A new form of the superbug MRSA could reach the UK via imported meat, organic campaigners have warned.
The Soil Association says a new strain has developed amongst intensively farmed pigs, chickens and other livestock on the continent.
The organic body says the superbug has already transferred to farmers, farm-workers and their families in the Netherlands, where 50 per cent of pig farmers have been found to carry farm-animal MRSA.
The Soil Association says that while it has not yet been found in UK livestock or meat products, the government is not doing enough to look into the risks.
It wants the government to carry out MRSA tests on livestock and meat in the UK.
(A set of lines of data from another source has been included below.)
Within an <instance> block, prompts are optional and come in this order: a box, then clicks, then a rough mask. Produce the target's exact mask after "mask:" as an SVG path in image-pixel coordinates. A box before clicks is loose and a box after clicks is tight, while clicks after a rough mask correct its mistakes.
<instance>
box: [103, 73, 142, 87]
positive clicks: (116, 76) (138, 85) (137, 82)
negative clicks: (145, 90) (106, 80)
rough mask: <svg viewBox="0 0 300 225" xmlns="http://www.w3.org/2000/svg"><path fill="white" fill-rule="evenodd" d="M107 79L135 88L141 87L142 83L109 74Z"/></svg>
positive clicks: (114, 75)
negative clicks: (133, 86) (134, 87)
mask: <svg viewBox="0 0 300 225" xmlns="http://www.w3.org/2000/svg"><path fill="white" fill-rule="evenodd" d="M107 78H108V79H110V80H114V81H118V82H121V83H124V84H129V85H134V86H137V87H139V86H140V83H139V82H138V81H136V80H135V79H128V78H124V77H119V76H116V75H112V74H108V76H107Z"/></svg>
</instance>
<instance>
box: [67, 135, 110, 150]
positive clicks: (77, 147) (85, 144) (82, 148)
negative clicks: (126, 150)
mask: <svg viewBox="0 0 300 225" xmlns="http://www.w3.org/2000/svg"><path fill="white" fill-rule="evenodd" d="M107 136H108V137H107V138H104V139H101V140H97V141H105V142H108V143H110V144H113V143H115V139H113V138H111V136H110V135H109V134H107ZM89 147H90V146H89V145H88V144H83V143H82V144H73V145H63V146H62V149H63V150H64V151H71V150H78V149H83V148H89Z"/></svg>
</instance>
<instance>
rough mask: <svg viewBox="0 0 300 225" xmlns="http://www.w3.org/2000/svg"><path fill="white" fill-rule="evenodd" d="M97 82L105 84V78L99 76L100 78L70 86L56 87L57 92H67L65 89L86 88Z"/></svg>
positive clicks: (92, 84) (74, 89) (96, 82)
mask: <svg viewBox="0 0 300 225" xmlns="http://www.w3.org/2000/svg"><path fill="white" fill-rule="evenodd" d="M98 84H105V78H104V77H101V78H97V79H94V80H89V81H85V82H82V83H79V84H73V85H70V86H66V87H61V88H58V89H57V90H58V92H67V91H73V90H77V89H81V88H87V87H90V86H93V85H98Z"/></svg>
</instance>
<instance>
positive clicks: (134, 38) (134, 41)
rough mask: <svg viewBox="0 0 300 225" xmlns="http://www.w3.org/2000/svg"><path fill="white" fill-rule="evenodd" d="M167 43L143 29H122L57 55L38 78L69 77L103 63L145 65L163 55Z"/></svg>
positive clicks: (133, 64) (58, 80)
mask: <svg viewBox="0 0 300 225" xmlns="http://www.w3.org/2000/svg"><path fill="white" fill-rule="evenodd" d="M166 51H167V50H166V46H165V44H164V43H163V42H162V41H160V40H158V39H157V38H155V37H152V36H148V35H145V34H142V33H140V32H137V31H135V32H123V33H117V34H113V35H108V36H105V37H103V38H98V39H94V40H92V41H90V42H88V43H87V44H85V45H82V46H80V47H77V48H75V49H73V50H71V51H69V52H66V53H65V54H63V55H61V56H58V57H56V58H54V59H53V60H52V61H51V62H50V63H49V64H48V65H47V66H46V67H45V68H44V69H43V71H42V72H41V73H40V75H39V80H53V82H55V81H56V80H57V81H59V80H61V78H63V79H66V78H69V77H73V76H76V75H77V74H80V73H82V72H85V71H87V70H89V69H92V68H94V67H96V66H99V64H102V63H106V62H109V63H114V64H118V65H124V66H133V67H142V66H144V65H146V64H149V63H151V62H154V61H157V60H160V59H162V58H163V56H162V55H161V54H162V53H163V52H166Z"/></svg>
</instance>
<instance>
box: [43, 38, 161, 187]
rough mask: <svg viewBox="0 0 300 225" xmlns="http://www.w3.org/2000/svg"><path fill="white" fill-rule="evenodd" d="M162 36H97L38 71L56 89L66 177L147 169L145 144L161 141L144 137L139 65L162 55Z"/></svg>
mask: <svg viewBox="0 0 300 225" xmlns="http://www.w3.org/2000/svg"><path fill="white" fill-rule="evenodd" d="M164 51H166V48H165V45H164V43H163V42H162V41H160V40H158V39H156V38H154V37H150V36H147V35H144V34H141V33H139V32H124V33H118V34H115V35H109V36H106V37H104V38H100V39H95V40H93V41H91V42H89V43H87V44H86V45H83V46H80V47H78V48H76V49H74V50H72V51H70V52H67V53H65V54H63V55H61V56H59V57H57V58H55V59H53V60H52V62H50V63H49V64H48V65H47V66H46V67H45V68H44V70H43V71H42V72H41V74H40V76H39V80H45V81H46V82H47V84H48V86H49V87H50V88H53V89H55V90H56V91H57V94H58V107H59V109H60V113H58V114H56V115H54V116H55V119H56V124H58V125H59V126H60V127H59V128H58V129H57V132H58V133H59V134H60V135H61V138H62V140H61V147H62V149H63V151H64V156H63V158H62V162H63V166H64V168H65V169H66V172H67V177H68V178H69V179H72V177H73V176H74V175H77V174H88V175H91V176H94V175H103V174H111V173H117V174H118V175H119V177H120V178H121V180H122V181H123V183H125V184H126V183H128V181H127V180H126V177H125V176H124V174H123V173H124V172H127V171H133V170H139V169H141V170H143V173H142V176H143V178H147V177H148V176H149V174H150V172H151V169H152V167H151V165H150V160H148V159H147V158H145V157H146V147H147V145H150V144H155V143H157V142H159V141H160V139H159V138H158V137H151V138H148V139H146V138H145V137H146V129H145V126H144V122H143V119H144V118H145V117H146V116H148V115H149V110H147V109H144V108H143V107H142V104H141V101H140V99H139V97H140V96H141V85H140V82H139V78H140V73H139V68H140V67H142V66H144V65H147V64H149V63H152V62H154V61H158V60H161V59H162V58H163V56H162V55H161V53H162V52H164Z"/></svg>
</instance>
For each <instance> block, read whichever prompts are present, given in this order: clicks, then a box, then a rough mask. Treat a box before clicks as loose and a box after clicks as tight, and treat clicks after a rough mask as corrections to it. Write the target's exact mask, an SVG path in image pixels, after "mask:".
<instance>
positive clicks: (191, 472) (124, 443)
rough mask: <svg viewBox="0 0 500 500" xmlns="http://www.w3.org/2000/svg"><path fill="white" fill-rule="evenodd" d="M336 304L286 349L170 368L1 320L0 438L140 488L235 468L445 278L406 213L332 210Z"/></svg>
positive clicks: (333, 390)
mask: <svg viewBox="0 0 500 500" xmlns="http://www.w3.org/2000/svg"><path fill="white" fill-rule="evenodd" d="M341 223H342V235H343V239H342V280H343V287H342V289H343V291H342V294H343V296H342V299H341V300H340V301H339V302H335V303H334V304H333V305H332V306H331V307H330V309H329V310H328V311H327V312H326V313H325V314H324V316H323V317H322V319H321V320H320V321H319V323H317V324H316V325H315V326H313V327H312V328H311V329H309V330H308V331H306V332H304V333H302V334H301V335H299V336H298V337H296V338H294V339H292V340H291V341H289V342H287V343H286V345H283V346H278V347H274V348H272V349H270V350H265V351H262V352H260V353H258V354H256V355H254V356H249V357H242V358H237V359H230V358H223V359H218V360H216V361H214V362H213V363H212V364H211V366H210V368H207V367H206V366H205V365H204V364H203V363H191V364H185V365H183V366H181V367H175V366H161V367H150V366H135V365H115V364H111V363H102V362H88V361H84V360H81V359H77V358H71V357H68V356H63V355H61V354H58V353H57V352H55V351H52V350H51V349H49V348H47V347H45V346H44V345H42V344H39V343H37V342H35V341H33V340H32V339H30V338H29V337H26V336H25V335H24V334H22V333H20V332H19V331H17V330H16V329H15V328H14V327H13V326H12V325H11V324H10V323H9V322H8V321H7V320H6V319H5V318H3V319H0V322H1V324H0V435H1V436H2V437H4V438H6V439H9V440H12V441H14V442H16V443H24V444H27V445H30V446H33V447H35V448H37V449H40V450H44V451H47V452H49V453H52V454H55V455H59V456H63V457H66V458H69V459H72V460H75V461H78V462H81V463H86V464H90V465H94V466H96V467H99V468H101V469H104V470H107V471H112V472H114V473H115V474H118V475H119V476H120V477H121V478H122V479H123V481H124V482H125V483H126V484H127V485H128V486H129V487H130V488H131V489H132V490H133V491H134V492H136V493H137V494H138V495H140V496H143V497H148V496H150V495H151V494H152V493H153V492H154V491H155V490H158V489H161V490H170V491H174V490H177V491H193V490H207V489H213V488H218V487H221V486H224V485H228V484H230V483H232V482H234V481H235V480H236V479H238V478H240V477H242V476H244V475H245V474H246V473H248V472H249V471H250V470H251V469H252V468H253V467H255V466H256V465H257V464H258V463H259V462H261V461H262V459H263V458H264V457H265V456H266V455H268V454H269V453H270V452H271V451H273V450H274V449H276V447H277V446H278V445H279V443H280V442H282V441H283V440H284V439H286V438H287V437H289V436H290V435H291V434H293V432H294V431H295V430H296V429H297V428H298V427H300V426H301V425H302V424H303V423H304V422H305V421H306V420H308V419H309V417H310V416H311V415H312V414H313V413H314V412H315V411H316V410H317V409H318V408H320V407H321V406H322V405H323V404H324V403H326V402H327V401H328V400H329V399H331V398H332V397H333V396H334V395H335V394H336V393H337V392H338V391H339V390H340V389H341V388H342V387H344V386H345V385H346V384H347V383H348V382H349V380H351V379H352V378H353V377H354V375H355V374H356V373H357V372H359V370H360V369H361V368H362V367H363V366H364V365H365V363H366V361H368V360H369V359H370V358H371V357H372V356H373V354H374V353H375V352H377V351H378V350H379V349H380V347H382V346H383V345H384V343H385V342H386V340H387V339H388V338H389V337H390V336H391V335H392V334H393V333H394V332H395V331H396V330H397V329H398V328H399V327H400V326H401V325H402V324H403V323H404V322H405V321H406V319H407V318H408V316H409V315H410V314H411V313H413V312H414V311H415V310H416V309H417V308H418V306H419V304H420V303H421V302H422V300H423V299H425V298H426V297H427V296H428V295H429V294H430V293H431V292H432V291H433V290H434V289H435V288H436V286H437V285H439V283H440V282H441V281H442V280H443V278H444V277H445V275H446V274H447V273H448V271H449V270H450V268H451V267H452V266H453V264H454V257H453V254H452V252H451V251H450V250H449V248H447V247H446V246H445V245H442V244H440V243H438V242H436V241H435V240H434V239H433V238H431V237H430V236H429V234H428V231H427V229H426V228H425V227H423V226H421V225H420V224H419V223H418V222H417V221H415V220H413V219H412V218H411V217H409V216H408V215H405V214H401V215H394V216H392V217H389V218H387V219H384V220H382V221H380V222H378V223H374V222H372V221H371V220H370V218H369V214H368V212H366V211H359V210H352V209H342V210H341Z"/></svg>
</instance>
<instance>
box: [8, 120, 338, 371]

It also wants the use of veterinary antibiotics to be reduced and screening introduced for farm workers and vets entering the UK from affected countries.
Richard Young, Soil Association Policy Adviser, said: ‘This new type of MRSA is spreading like wildfire across Europe, and we know it is transferring from farm animals to humans – with serious health impacts.
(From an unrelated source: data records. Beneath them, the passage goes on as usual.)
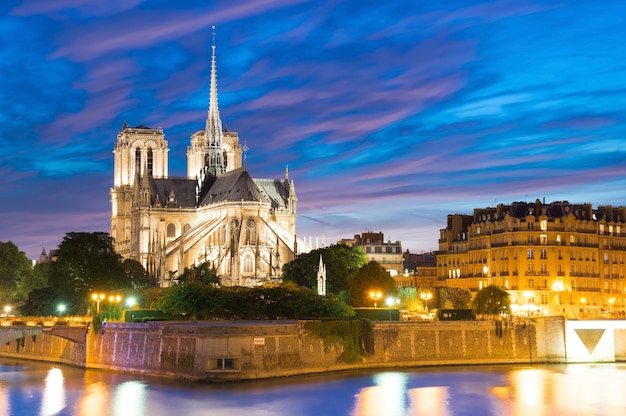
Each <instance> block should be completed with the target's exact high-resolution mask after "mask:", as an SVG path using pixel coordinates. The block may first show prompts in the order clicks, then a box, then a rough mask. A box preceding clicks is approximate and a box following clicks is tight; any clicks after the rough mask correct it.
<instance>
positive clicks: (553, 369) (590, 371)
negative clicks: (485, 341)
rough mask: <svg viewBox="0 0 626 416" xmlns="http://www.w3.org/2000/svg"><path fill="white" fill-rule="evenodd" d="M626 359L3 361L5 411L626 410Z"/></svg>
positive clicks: (123, 413) (191, 412) (517, 413)
mask: <svg viewBox="0 0 626 416" xmlns="http://www.w3.org/2000/svg"><path fill="white" fill-rule="evenodd" d="M624 392H626V364H573V365H572V364H570V365H536V366H532V367H530V366H511V365H503V366H471V367H465V366H463V367H436V368H433V367H430V368H420V369H415V370H413V371H405V370H402V371H378V372H356V373H341V374H332V375H324V376H308V377H296V378H289V379H281V380H271V381H267V380H266V381H255V382H243V383H220V384H203V383H189V382H178V381H173V380H167V379H161V378H152V377H141V376H136V375H128V374H119V373H111V372H102V371H93V370H82V369H78V368H73V367H66V366H59V365H53V364H46V363H38V362H27V361H18V360H10V359H0V415H3V416H13V415H15V416H17V415H19V416H30V415H40V416H44V415H45V416H49V415H85V416H109V415H115V416H161V415H175V416H194V415H219V416H226V415H228V416H230V415H244V416H269V415H284V416H287V415H290V416H291V415H297V416H309V415H311V416H313V415H315V416H319V415H322V416H333V415H352V416H373V415H384V416H404V415H428V416H444V415H445V416H461V415H468V416H470V415H471V416H474V415H477V416H478V415H480V416H489V415H507V416H509V415H520V416H521V415H524V416H526V415H533V416H537V415H550V416H554V415H590V416H591V415H594V416H596V415H615V416H623V415H624V414H626V395H625V393H624Z"/></svg>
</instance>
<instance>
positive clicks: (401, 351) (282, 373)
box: [0, 319, 623, 381]
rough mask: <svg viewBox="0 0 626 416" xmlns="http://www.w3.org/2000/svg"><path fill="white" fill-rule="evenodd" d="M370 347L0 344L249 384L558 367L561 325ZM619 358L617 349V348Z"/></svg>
mask: <svg viewBox="0 0 626 416" xmlns="http://www.w3.org/2000/svg"><path fill="white" fill-rule="evenodd" d="M372 330H373V332H372V334H371V336H372V341H373V342H372V345H371V346H370V347H369V349H368V351H367V352H366V353H365V354H364V356H363V358H362V360H359V361H358V362H345V361H344V360H341V359H340V357H341V355H342V353H343V352H344V348H345V347H343V346H342V344H341V343H325V341H324V340H323V339H321V338H319V337H317V336H315V335H313V334H312V333H311V332H310V331H308V330H307V329H306V322H304V321H273V322H272V321H259V322H257V321H254V322H245V321H241V322H236V321H235V322H229V321H223V322H222V321H215V322H199V323H194V322H178V323H174V322H170V323H163V322H151V323H141V324H140V323H137V324H132V323H107V324H106V325H105V327H104V329H103V330H101V331H100V332H98V333H94V332H93V331H90V332H89V334H88V336H87V338H86V342H85V343H84V344H80V343H75V342H71V341H68V340H65V339H62V338H58V337H54V336H51V335H49V334H43V335H38V336H35V337H30V336H27V337H25V338H22V339H20V340H14V341H11V342H9V343H8V344H6V345H2V346H0V356H3V357H19V358H27V359H36V360H50V361H61V362H65V363H69V364H74V365H79V366H81V367H86V368H93V369H108V370H115V371H123V372H133V373H141V374H150V375H157V376H166V377H171V378H180V379H192V380H215V381H217V380H246V379H262V378H271V377H283V376H293V375H302V374H315V373H324V372H328V371H341V370H355V369H378V368H409V367H418V366H432V365H451V364H498V363H531V362H565V361H566V358H565V354H564V349H565V348H564V321H563V320H562V319H560V320H559V319H552V320H549V319H546V320H540V322H539V323H538V324H537V325H532V324H519V325H511V326H510V327H509V326H504V327H502V329H501V330H498V329H497V328H496V326H495V323H494V322H493V321H465V322H429V323H407V322H374V323H373V327H372ZM616 350H619V351H620V352H621V351H623V346H622V347H619V348H616Z"/></svg>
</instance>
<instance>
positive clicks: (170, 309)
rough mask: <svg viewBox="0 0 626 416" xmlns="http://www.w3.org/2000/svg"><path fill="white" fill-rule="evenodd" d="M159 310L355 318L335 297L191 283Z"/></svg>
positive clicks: (262, 289) (300, 293) (234, 314)
mask: <svg viewBox="0 0 626 416" xmlns="http://www.w3.org/2000/svg"><path fill="white" fill-rule="evenodd" d="M155 307H156V308H157V309H159V310H161V311H163V312H167V313H170V314H176V315H186V316H189V317H191V318H193V319H302V318H320V317H347V316H353V315H354V311H353V310H352V308H350V307H349V306H347V305H346V304H345V303H343V302H342V301H341V300H339V298H338V297H336V296H334V295H329V296H319V295H318V294H317V293H315V292H314V291H312V290H311V289H306V288H302V287H298V286H295V285H289V284H282V285H272V286H262V287H254V288H248V287H225V288H218V287H215V286H214V285H211V284H210V285H206V284H203V283H198V282H196V283H187V284H183V285H178V286H174V287H171V288H169V289H167V290H166V292H165V293H164V294H163V296H162V297H161V299H160V300H159V301H158V302H157V303H156V304H155Z"/></svg>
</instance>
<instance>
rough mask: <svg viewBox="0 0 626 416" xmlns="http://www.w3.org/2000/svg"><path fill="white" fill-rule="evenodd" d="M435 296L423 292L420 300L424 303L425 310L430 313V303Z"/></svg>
mask: <svg viewBox="0 0 626 416" xmlns="http://www.w3.org/2000/svg"><path fill="white" fill-rule="evenodd" d="M432 297H433V294H432V293H430V292H422V293H420V298H422V300H423V301H424V310H426V312H428V301H429V300H430V299H432Z"/></svg>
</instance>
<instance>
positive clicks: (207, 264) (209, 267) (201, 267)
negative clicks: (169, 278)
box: [178, 263, 220, 285]
mask: <svg viewBox="0 0 626 416" xmlns="http://www.w3.org/2000/svg"><path fill="white" fill-rule="evenodd" d="M178 283H179V284H185V283H202V284H205V285H208V284H219V283H220V278H219V277H218V276H217V270H215V268H214V267H212V266H211V265H210V264H209V263H202V264H200V265H198V266H191V267H189V268H187V269H185V271H184V272H183V274H182V275H180V276H179V277H178Z"/></svg>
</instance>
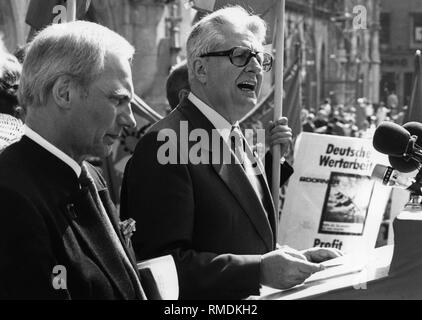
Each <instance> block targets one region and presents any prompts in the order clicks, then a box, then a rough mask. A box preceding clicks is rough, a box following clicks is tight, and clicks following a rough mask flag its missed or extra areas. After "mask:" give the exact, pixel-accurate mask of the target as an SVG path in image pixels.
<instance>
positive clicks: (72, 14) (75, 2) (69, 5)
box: [66, 0, 76, 22]
mask: <svg viewBox="0 0 422 320" xmlns="http://www.w3.org/2000/svg"><path fill="white" fill-rule="evenodd" d="M66 4H67V19H68V22H71V21H76V0H67V3H66Z"/></svg>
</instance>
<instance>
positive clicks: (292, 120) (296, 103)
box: [240, 57, 302, 136]
mask: <svg viewBox="0 0 422 320" xmlns="http://www.w3.org/2000/svg"><path fill="white" fill-rule="evenodd" d="M283 82H284V92H285V94H284V98H283V116H285V117H287V118H288V119H289V126H290V127H291V128H292V131H293V134H294V135H295V136H297V135H298V134H299V133H300V132H301V129H302V124H301V122H300V109H301V108H300V103H301V97H300V86H301V83H300V58H299V57H298V58H297V59H296V61H295V62H294V63H293V64H292V65H291V66H290V67H289V69H288V70H287V71H286V72H285V73H284V75H283ZM273 112H274V87H272V89H271V90H270V93H269V94H268V95H267V96H266V97H264V98H263V99H262V101H261V102H260V103H258V104H257V106H256V107H255V108H253V109H252V110H251V111H250V112H249V113H248V114H247V115H246V116H245V117H243V119H242V120H241V121H240V122H241V124H242V127H244V128H245V127H250V126H251V125H250V124H251V123H254V122H255V121H257V120H258V121H260V122H261V123H262V124H263V126H264V127H266V126H267V124H268V122H269V121H271V120H272V119H273Z"/></svg>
‘Concerned scientists have referred to this as ‘a new monster’. Fortunately, it has not yet been found in UK livestock or imported meat, but then neither the government nor the Food Standards Agency are looking for it in live animals or meat.’
The Food Standards Agency said it was aware of the issue and was keeping an eye on developments across Europe, along with a number of government agencies.
It said proper cooking would destroy MRSA in meat.
‘Any possible emerging risk in the UK will be assessed and appropriate action will be taken,’ a Food Standards Agency spokesman said.
‘If consumers are concerned by these reports, the Agency’s advice on avoiding food poisoning bacteria applies equally to MRSA.’